30 October 2013

Tarte Tatin




For the past many years, each autumn, as apple season rolls around, I have it in mind to try my hand at making Tarte Tatin. With regards to ingredients, nothing could be simpler -- butter, sugar, apples, dough.  Four things if you go the pre-purchased puff pastry route, which I am not above. I am not above pre-purchasing puff pastry because it is a) an incredible hassle to make from scratch, and b) it seemed an infinitely better option than plain old pie dough, no matter how nice the dough.  

In addition, my hesitation over the years in embarking upon a Tarte Tatin had largely to do with an intimidation factor as it relates to caramel and flipping things out of their pans as a final preparation (see lack of examples on this blog of one or more of the following: flan, pineapple upside-down cake, hamburgers, etc.)  

When it came right down to it, the Tarte Tatin could not have been more forgiving or simple. It turns out, if you can peel an apple and roll out some pre-made dough, you can make this thing, easier than pie. Also, due to the fact that the crust is on top, my obsession with well cooked dough was well looked after. 
I had some fun at the newish, less manic farmers market in my corner of Brooklyn.  I'd long been stressing out about going to the mega-market on Saturday's at Grand Army Plaza and the prospect of dodging strollers, dogs, bicycles, and their owners. The alternative market in Windsor Terrace, held on a Sunday just an 8 minute walk from my apartment, has only 6 or so vendors, but so far I LOVE it. Everything I need is there, and I was transported back to my days working at Moutoux Orchards at age 14 in Virginia, where I could identify close to a dozen varieties of apples by their taste and/or shape.  For the Tarte Tatin, knowing it the apples would be slathered in caramel, I chose a combination of Macoun, Rome, and Cortland apples, but any tart, firm apples will do.
Tarte Tatin
Adapted from Joy the Baker 

1 sheet puff pastry, thawed but still cold
6 to 7 tart, firm apples (I used a mix of Cortland, Macoun, and Rome )
1 stick (4 ounces) salted butter
1 cup sugar + 1/2 teaspoon
 Maldon salt or Fleur de sel
Preheat oven to 374 degrees F.  

Peel, core and quarter the apples and set aside.
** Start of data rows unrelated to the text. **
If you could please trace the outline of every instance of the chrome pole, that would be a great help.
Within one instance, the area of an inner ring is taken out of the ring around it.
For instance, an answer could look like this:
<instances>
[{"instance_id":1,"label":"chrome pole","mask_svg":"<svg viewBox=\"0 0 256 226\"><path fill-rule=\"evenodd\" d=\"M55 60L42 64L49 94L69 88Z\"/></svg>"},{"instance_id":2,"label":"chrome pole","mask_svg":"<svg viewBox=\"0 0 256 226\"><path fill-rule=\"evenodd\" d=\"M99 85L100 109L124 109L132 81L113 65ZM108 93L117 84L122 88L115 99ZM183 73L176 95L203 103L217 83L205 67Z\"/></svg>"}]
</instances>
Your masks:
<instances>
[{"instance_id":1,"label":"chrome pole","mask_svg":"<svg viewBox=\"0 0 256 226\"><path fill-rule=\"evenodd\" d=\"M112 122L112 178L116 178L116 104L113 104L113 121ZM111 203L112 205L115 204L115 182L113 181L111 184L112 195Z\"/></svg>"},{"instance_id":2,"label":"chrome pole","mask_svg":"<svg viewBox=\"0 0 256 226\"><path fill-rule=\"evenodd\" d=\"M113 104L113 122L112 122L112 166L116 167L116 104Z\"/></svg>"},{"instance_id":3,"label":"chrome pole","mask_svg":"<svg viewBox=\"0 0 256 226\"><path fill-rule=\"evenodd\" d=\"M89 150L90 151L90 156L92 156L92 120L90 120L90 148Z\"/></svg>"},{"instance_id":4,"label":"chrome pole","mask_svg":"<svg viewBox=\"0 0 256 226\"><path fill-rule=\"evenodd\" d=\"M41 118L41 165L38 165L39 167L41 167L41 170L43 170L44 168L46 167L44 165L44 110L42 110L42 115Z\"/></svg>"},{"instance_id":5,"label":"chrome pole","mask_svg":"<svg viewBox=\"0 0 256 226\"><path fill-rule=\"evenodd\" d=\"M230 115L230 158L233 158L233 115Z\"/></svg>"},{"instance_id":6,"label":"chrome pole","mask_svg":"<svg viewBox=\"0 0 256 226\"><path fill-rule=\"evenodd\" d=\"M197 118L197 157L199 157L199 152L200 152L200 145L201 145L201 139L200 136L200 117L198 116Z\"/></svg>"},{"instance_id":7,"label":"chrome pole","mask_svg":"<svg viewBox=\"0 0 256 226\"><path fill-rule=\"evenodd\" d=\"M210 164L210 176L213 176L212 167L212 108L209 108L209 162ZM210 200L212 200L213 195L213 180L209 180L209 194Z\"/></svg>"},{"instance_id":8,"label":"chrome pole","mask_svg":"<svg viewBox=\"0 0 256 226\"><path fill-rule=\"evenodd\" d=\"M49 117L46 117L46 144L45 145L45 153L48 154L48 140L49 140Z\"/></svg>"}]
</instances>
It does not matter much if the apples brown slightly while you move on to the next step as they will soon be consumed in caramel. Unfold puff pastry and leave to sit for a few minutes while you move on to the next step. 

Melt butter in a 10-inch cast iron skillet or otherwise heavy bottomed skillet on medium-low heat. Scatter sugar over butter and combine butter and sugar with a rubber spatula or wooden spoon till combined in a texture similar to wet sand. Make sure it is evenly spread over the bottom of the cast iron.

Working somewhat quickly, arrange the apple quarters in the pan, lengthwise in a circle along the outside of the pan and working inward, packing the apples as tightly together as possible. 

Increase heat to medium high and cook for 10 minutes, turning the pan occasionally to make sure everything is cooking evenly (this may just be me as my kitchen and stove are slanted slightly and so the butter/sugar mixture tended to accumulate slightly more on one side rather than the other. Let the sugar boil and caramelize, turning a darker color as you cook.  If the color of the caramel seems to be turning a dark brown too quickly turn the heat down somewhat.  

On a lightly floured surface, roll out puff pastry, extending it about 1/2 to 1-inch on all sides. Using a 10-inch dinner plate or pie pan, place on top of the puff pastry and use to cut out a 10-inch circle of dough. Place the puff pastry in the refrigerator until the apples are finished cooking.

After 10 minutes of cooking the apples should be somewhat soft and the caramel nearly ready. If it is still a very light shade of beige, turn up the heat somewhat. By the time you put the apples in the oven the caramel should look the rich amber color of caramel  Cook for up to 5 minutes more to reach the desired color. Do not be tempted to stir anything around or move the apples!

After 15 or so minutes on the stovetop, remove the pan from heat. Carefully place the puff pastry over the hot apples, tucking into the edges of the puff pastry and covering the apples entirely. Cut 2 to 3 slits in the pastry and sprinkle with a half-teaspoon of granulated sugar. Place the skillet in the oven and bake for 20-30 minutes, until the pastry is puffed and golden.

Remove from the oven and allow to cool for 30 minutes.Run a knife along the edges of the skillet to make sure that the pastry is not sticking to the pan. Place a large plate on top of the cast iron and, carefully but with confidence, (and the assistance of pot holders/tea towels to protect your hands), invert the plate and pan.  You should hear or feel a little drop as the tart falls onto the place.If any apples stuck to the cast iron, just remove them with a spoon and place them right back in the tart. You can also scrape any remaining apple-caramel and drizzle on top of the tarte.

Slice and serve warm with vanilla ice cream and a scattering of Maldon salt or Fleur de sel.